Many forms of “smartware” are also on the runway, getting ready to take off. New tools are absolutely essential to deal with the overload of information that already exists – and grows more daunting with each passing week. This “smartware” will find its way into the workplace.
Smartware will either “dumb things down” (entering information, and the system does the rest), or “smarten things up” (helping people collaborate and create new knowledge).
Many of these tools will add capability and functionality to the continuing need for effective collaboration – and so will make collaboration more and more possible.
More technology-supported collaboration will in turn increase the need for effective leadership and coaching – champion-and-channel will become more necessary than ever. The game will get sharper again.
Adapting to the new tools will require new forms of social interaction in the workplace. As change keeps coming, and work activities become more interdependent, the required adaptation will become more social and cultural in nature.

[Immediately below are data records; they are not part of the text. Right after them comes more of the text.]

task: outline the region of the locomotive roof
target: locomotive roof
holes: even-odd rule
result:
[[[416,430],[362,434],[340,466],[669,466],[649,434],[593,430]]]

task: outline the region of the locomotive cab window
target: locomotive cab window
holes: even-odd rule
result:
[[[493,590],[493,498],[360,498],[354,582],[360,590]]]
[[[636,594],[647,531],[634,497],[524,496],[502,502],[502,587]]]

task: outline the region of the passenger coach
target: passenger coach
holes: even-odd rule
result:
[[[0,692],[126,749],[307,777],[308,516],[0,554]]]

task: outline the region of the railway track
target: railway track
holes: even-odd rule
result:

9. We’re All In This Together
The interconnected Information Age is showing us that we’re all linked together – and that the whole system matters. Systems thinking is not new .. but the spread of networks makes it effects, impacts and challenges more visible and more immediate.
This applies to organizations, to networks of customers, suppliers, employees and communities, to our societies and to the planet.
New language for this principle is popping up everywhere – knowledge networks, intranets, communities of practice, systems thinking, swarming, social software, social networks, tipping points.
Awareness is the key. Maintain an “open focus”.
Being aware of yourself, others and the effects of your actions and ways of being in relation to others is a fundamental requirement in these conditions.
10. There’s No Going Back to “Normal” – Permanent Whitewater is the New Normal
It’s almost trite to say this – the only constant is change.
However…over the past 15 years or so, there have been enormous amounts of energy spent resisting change – waiting and hoping for things to go back to “normal”.
It won’t happen. It’s useful to acknowledge and accept this, and get started … at learning how to learn, and equipping yourself for constant adaptability.
It’s a good – but not the only – way forward.
At the same time, you won’t survive by trying to make yourself into a chameleon. You can’t be all things to all people.
Connecting to your self – your values, your ways to build and acquire knowledge, and understand and use your intuition – is in my opinion the only way to go.